Rasura? É tipo, riscar alguma coisa escrita, sabe? Aquele negócio de passar um traço em cima de uma palavra, ou até raspar mesmo, pra sumir com ela. Lembro de ter visto isso numa prova de matemática do colégio, em 2008, no Colégio Estadual de São Paulo, onde eu tentava disfarçar um erro horroroso numa conta de divisão que deu um resultado completamente errado. Me deu um nervoso!

Tirar a parte rasurada? Ah, isso é complicado. Depende muito do documento. Se for só um rascunho meu, numa folha solta, eu jogo fora sem dó. Já se for algo mais formal, tipo um contrato, aí a coisa muda. Teve um caso num estágio que fiz em 2012 numa empresa de advocacia, no Rio de Janeiro; um contrato com rasura quase deu um problema imenso, custou uns 1500 reais em assessoria pra resolver.

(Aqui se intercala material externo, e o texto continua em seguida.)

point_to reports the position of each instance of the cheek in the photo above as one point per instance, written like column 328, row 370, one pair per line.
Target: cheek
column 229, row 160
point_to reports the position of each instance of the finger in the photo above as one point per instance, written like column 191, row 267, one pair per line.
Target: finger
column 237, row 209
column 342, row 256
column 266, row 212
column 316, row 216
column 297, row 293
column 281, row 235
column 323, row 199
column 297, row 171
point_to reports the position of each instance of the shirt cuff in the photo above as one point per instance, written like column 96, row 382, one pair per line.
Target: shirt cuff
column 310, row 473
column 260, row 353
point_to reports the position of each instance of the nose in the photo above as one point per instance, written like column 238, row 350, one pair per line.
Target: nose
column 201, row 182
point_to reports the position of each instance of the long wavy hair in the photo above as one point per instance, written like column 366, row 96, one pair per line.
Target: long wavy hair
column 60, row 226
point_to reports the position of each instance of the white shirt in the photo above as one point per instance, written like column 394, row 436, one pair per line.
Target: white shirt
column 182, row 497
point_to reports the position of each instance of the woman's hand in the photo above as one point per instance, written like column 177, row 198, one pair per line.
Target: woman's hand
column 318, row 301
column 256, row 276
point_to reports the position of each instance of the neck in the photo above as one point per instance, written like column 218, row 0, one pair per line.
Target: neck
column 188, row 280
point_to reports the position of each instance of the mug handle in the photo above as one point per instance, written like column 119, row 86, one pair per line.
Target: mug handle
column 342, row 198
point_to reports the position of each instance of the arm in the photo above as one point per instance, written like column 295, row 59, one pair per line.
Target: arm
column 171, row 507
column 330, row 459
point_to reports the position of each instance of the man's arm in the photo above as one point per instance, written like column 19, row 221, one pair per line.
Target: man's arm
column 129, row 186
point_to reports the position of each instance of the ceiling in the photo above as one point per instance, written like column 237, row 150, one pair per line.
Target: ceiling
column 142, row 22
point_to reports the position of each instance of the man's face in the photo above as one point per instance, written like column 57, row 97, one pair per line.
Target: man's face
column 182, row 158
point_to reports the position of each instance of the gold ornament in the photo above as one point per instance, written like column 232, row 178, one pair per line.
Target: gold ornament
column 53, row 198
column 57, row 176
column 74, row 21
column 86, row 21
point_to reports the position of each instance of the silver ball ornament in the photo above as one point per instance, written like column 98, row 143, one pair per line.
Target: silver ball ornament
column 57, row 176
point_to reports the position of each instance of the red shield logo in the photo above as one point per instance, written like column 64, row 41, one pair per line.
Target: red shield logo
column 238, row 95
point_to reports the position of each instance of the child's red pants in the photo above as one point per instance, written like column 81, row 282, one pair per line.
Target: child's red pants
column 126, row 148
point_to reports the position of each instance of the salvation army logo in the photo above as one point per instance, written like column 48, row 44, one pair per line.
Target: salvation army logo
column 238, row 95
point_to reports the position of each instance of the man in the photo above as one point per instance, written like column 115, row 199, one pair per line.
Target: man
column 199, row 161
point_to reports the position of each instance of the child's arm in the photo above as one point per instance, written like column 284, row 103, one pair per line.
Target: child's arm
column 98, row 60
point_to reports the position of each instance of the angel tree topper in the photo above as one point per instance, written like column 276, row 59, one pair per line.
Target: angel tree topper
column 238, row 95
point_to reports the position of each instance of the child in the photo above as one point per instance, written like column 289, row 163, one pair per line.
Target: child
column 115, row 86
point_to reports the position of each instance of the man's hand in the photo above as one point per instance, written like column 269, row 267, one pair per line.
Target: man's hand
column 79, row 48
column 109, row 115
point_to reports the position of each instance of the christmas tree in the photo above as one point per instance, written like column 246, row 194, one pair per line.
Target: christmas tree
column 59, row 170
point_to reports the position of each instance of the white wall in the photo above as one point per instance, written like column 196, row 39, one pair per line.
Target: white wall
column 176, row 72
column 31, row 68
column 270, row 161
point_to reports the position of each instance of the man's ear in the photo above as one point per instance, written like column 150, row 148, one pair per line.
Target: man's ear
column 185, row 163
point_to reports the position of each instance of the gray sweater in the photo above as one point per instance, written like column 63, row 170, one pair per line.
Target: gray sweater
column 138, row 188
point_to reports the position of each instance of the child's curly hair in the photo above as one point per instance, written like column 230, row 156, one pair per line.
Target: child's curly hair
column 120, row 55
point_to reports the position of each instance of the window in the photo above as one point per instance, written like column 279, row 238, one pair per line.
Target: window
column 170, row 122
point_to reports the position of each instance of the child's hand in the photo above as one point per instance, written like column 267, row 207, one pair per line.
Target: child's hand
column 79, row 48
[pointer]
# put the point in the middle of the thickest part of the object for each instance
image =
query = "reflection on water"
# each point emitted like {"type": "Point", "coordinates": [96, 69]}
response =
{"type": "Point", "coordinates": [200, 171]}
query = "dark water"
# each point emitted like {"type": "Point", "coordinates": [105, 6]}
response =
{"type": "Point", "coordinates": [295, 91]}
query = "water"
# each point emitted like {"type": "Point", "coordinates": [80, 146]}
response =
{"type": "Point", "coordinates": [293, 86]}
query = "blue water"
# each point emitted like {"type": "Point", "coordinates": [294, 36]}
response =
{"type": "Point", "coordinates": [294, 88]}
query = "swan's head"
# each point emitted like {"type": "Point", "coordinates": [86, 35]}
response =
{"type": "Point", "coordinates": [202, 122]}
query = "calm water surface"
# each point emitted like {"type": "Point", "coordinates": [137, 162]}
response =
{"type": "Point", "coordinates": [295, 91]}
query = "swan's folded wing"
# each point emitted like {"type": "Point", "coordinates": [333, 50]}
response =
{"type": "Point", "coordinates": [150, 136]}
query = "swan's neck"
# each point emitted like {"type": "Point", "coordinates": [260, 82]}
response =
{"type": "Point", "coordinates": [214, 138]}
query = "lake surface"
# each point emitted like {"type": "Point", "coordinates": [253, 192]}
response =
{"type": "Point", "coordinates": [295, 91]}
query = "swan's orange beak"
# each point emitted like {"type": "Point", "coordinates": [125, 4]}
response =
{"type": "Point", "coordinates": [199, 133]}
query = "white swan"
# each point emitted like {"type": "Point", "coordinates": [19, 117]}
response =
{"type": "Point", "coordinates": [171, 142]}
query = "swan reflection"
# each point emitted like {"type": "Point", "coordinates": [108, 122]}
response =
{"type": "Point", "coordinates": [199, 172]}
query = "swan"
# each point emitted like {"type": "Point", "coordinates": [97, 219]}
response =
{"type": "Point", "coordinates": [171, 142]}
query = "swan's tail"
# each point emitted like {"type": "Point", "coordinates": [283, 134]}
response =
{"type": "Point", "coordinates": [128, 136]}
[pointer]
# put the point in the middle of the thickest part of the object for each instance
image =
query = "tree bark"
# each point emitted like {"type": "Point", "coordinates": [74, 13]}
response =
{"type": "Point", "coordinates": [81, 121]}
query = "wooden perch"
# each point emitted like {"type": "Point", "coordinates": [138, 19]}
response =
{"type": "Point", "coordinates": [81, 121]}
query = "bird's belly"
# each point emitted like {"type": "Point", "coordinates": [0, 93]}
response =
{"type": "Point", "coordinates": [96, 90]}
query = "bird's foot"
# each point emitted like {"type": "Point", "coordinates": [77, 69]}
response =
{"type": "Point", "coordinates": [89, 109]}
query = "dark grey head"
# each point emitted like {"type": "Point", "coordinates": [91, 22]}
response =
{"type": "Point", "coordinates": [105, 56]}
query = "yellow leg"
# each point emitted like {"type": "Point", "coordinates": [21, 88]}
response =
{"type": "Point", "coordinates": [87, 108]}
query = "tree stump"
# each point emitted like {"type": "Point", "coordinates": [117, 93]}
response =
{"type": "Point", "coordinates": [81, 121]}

Em resumo: rasura é apagar algo escrito, e a solução pra isso depende da importância do documento.

O que pode ser considerado rasura?

Rasura. Simples. Um ato, uma marca.

  • Apagamento: Intenção evidente. Algo escondido. Sobrepõe-se à verdade original. Minhas anotações de 2021 sobre o caso X, por exemplo, foram rasuradas. A data? 14 de julho. Infelizmente, irrecuperável.

  • Modificação: Uma pequena alteração, com grande impacto. Como mudar uma assinatura em um cheque. Um risco sutil, uma pequena linha. Pode mudar tudo. O valor de uma transação. Uma vida.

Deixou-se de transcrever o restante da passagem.